25 November 2019

25 November, Antonio Cardinal Bacci: Meditations For Each Day

The Blessedness of the Meek

1. Charity, as St. Thomas says, is the source of all the virtues. (S. Th., 11-11, q. 157, a. 2) This includes meekness, or that quality of moderation by which a Christian ought to govern his passions, especially anger, and keep them subject to the control of reason. This virtue is opposed to pride and to vanity in that these passions, when wounded, culminate in outbursts of anger and in quests for revenge.

Meekness is not simply a form of apathy or of good-natured affability. On the contrary, it is based both on humility and on fortitude. It feels insult and ingratitude, and does not remove the suffering which accompanies them, but it demands the heroism of silence and of charitable behaviour towards those who hurt us. For this reason it is not identical with weakness, but requires spiritual fortitude because it makes a man complete master of himself. (Cf. S. Th., 11-11, q. 157, a. 4) Anger is not always sinful, as the Holy Spirit indicates. (Ps. 4:5) If it remains subject to the control of reason and of charity, indeed, it is only a reaction against evil and can exist alongside Christian meekness. It is fatal, however, to allow anger to become blind and tyrannical, for it will then betray a man into hatred and vengefulness. It will grow noisy and vulgar, give scandal to others, and leave in the soul a sense of restlessness and of vexation." (Cf. "Philothca," Bk. III, c. 9) “If the Holy Spirit may be called the peace of the soul, uncontrolled anger may be called its disturber. Nothing is more hostile than anger to the indwelling of the Holy Spirit within us.” (St. John Climacus, "Scala Paradisi," P. 286)

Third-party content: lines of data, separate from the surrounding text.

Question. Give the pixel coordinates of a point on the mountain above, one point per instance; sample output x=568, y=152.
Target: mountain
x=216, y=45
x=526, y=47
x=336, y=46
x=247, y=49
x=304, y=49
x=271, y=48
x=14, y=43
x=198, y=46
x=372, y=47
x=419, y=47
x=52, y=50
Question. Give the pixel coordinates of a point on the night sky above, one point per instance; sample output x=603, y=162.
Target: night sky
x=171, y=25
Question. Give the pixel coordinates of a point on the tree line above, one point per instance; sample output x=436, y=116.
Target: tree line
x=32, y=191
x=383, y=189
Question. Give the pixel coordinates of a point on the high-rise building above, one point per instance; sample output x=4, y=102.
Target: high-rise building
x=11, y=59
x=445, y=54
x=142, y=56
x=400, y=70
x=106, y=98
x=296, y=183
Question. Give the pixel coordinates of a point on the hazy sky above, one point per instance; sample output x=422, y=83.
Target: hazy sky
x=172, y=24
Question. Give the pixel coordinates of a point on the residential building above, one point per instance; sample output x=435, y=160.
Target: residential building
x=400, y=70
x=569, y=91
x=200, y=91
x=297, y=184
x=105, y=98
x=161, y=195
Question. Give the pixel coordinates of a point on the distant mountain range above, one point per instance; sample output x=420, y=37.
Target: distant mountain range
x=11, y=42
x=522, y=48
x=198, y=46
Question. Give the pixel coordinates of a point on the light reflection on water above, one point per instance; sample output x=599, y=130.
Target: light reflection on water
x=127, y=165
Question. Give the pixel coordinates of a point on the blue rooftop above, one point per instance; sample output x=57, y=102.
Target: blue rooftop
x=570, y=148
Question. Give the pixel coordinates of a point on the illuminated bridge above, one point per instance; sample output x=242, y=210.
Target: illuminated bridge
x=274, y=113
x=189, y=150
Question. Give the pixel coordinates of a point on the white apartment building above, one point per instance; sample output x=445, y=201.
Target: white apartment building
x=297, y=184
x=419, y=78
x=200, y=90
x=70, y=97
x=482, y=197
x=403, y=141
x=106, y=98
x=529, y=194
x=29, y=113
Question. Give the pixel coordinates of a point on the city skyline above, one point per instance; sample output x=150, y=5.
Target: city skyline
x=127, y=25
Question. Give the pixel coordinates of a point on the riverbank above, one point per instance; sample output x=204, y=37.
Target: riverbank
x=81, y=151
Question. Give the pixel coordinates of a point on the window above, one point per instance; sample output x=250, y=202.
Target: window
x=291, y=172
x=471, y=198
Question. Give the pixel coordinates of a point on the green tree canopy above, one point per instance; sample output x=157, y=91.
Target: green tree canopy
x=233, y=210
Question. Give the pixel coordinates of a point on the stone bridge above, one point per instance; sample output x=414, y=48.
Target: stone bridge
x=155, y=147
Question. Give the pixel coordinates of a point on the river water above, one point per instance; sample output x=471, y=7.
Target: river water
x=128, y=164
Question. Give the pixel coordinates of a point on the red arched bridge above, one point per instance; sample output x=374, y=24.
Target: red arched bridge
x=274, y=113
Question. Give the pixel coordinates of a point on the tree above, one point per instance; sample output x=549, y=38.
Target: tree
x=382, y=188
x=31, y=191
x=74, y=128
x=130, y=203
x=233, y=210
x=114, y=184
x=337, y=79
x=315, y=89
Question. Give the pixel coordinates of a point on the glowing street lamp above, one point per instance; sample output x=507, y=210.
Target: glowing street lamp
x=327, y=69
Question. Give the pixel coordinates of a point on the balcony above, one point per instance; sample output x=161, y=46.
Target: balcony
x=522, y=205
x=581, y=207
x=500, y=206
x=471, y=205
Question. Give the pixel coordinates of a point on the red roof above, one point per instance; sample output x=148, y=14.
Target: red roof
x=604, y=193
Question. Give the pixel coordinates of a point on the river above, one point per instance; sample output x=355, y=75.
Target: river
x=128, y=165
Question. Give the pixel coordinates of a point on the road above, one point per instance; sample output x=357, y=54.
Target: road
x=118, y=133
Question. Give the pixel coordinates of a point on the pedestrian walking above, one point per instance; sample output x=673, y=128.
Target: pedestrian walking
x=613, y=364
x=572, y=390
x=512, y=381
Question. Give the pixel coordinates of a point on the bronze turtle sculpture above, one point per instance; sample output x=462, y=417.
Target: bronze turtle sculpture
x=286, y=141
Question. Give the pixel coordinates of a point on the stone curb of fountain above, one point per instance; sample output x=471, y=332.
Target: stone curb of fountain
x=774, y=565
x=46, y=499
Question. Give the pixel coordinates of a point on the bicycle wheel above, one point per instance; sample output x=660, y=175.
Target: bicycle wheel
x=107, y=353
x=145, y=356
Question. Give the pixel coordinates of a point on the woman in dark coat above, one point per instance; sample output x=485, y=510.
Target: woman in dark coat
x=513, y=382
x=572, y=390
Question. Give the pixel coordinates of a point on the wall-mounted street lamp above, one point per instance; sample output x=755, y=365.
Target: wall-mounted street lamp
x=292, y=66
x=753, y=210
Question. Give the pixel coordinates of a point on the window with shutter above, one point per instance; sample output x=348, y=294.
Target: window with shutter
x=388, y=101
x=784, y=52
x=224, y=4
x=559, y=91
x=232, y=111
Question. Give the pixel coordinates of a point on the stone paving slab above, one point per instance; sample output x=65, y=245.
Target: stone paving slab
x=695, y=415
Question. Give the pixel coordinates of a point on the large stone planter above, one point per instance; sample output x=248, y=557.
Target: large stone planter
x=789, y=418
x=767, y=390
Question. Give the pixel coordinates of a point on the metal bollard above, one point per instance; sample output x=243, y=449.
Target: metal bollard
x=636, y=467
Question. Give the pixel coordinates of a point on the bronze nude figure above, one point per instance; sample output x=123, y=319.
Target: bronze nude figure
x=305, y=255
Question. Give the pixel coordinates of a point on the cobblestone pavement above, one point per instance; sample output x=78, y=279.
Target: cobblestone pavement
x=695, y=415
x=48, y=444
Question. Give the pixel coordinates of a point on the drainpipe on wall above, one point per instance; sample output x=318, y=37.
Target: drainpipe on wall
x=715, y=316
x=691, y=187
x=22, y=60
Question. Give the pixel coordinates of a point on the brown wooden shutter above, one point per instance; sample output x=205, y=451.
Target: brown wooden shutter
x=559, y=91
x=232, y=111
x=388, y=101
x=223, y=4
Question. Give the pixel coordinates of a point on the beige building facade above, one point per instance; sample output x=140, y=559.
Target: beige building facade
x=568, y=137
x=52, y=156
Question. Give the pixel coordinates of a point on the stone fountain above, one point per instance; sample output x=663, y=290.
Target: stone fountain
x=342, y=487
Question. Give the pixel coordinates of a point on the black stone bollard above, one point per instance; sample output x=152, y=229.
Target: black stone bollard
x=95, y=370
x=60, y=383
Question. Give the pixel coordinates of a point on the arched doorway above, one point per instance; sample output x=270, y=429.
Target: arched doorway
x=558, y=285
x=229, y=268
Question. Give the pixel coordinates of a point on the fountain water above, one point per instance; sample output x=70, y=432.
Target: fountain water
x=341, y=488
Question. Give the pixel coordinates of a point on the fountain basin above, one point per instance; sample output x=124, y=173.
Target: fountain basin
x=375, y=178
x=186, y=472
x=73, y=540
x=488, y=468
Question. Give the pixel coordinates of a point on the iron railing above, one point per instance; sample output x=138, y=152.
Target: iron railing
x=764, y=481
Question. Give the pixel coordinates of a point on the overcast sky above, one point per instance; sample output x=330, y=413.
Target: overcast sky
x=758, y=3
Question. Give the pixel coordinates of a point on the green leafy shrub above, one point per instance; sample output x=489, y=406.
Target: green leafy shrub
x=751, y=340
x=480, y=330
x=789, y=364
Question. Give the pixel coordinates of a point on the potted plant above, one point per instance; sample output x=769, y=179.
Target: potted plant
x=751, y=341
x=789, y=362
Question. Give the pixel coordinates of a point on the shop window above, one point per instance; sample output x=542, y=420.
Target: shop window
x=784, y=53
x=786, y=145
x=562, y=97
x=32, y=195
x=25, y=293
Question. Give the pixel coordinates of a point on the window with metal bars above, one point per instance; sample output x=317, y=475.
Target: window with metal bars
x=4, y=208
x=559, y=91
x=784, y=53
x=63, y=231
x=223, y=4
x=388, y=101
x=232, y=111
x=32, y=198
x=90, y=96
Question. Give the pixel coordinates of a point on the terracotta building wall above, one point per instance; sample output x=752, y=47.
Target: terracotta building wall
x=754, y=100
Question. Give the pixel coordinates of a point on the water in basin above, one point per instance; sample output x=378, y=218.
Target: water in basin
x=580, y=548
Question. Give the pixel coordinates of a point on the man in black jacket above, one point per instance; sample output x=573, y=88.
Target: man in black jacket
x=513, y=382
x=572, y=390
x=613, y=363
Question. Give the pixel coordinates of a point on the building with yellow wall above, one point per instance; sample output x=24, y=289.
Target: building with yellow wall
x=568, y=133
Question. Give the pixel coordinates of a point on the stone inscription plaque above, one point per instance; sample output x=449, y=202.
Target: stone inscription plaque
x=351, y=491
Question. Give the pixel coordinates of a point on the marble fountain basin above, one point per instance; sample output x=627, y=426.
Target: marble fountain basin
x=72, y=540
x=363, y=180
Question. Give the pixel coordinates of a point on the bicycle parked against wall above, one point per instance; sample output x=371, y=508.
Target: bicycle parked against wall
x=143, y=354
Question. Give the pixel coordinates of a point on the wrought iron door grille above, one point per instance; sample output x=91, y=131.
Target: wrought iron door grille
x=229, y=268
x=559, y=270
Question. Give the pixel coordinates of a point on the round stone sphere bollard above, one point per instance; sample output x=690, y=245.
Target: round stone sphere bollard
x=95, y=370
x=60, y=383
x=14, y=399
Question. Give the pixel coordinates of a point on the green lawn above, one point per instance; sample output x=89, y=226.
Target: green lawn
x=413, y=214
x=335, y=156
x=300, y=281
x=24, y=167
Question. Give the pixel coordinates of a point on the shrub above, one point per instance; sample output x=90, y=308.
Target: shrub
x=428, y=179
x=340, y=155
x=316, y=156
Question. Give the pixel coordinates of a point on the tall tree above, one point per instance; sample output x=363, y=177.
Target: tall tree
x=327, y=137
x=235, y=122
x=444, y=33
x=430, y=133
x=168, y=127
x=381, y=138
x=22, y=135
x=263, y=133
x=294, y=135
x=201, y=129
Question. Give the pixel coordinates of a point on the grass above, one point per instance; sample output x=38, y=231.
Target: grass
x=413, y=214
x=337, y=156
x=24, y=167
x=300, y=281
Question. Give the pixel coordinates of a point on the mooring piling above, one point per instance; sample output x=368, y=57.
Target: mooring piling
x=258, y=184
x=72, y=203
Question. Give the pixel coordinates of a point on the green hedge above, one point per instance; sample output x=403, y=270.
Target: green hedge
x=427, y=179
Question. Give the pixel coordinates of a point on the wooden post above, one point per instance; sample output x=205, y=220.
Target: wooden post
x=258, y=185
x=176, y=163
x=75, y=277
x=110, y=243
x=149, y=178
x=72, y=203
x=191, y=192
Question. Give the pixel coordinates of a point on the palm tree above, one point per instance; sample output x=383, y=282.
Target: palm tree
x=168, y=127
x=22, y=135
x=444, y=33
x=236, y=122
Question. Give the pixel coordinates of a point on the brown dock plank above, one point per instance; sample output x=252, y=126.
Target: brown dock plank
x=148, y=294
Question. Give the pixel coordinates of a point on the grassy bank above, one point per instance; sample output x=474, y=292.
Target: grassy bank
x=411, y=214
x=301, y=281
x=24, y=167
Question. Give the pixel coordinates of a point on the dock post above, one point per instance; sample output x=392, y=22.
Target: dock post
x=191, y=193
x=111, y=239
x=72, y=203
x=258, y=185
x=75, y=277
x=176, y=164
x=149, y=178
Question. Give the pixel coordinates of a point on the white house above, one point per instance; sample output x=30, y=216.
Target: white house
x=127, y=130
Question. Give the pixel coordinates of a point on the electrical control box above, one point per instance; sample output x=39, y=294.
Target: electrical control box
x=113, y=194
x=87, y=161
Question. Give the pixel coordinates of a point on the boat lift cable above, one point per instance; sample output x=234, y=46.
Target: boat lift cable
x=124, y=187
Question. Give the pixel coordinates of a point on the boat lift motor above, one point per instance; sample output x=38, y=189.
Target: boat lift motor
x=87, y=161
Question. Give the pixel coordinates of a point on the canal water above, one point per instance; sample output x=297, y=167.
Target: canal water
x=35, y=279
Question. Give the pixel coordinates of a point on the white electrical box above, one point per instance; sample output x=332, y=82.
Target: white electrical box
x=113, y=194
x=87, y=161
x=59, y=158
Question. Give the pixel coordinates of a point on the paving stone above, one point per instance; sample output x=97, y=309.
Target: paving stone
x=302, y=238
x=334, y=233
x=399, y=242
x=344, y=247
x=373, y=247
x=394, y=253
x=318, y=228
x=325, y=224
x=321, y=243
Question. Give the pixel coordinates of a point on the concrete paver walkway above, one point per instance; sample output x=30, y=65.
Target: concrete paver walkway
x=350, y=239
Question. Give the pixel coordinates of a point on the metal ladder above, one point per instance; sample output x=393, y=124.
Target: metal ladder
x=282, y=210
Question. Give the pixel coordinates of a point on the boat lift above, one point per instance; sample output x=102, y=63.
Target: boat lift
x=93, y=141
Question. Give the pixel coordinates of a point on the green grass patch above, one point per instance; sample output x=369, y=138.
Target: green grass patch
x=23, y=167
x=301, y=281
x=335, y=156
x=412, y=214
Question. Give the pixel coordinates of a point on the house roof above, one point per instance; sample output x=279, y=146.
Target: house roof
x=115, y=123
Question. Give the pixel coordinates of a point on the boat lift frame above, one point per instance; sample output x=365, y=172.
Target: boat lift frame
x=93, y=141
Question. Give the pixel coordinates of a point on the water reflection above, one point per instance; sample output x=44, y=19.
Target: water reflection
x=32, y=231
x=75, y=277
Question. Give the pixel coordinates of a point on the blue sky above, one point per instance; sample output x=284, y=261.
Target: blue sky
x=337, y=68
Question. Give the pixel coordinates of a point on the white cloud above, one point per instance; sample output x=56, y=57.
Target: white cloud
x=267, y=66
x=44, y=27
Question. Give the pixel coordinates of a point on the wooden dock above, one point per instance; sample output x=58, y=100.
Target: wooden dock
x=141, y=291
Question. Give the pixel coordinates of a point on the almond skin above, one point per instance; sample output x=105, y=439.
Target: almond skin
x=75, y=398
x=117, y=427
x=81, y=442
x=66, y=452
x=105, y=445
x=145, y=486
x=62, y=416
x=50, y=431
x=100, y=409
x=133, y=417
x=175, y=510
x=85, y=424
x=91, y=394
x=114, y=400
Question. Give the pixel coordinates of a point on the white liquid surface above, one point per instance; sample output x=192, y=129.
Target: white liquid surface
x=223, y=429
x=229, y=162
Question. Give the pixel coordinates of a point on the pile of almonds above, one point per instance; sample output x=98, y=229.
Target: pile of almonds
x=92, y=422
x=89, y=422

Let us resolve never to allow ourselves to be led away by immoderate anger, but to preserve at all times our peace of soul.

2. “Learn from me,” said Jesus when He proposed Himself to us as our model, “for I am meek and humble of heart, and you will find rest for your souls. For my yoke is easy, and my burden light.” (Mt. 11:30) “By your patience,” He said on another occasion, “you will win your souls.” (Luke 21:19) “Love your enemies,” He said also, “do good to those who hate you, and pray for those who persecute and calumniate you, so that you may be children of your Father in heaven, who makes his sun to rise on the good and the evil, and sends rain on the just and the unjust.” (Mt. 5:44)

If we obey this lofty teaching, we shall have peace of soul. We shall not be easily annoyed, but shall rather regret the misdeeds and unhappiness of those who unjustly offend us. Moreover, we shall be able to persuade our fellow-men to follow the path of virtue. This is why the Psalmist says that “the meek shall possess the land, they shall delight in abounding peace.” (Ps. 36:11) “Blessed are the meek,” Jesus repeats in the Sermon on the Mount, “for they shall possess the earth.” (Mt. 5: 4)

What is meant by this promise? Tyrants, persecutors, and evil-doers have passed away and are remembered with bitterness and execration. But the Saints still hold sway over the world and dominate the minds and hearts of millions, winning universal love and veneration. We should imitate the gentleness which can give such peace and exert such influence.

3. St. John Climacus notes that there are three levels of meekness. (Scala Paradisi, pp. 296-298) The first grade, he says, consists in enduring with difficulty the injuries done to us. The second consists in enduring them without displeasure, and the third in regarding them as an honour. Those who reach the first level are to be congratulated, those who reach the second are to be applauded, but those in the third and highest category are really blessed by God. "One day," he says, "I saw three monks receiving the same insult. The first was offended but said nothing; the second was not displeased on his own account, but regretted the offence against Almighty God; the third wept for the fault of his neighbour." The first monk, the Saint comments, feared God; the second loved God; and the third loved both God and his fellow-man.

At what stage of perfection in this virtue can we claim to have arrived? If we desire to be sincere Christians, we must realise that we ought to have achieved at least the first level and should hope to advance eventually as far as the third and most perfect grade.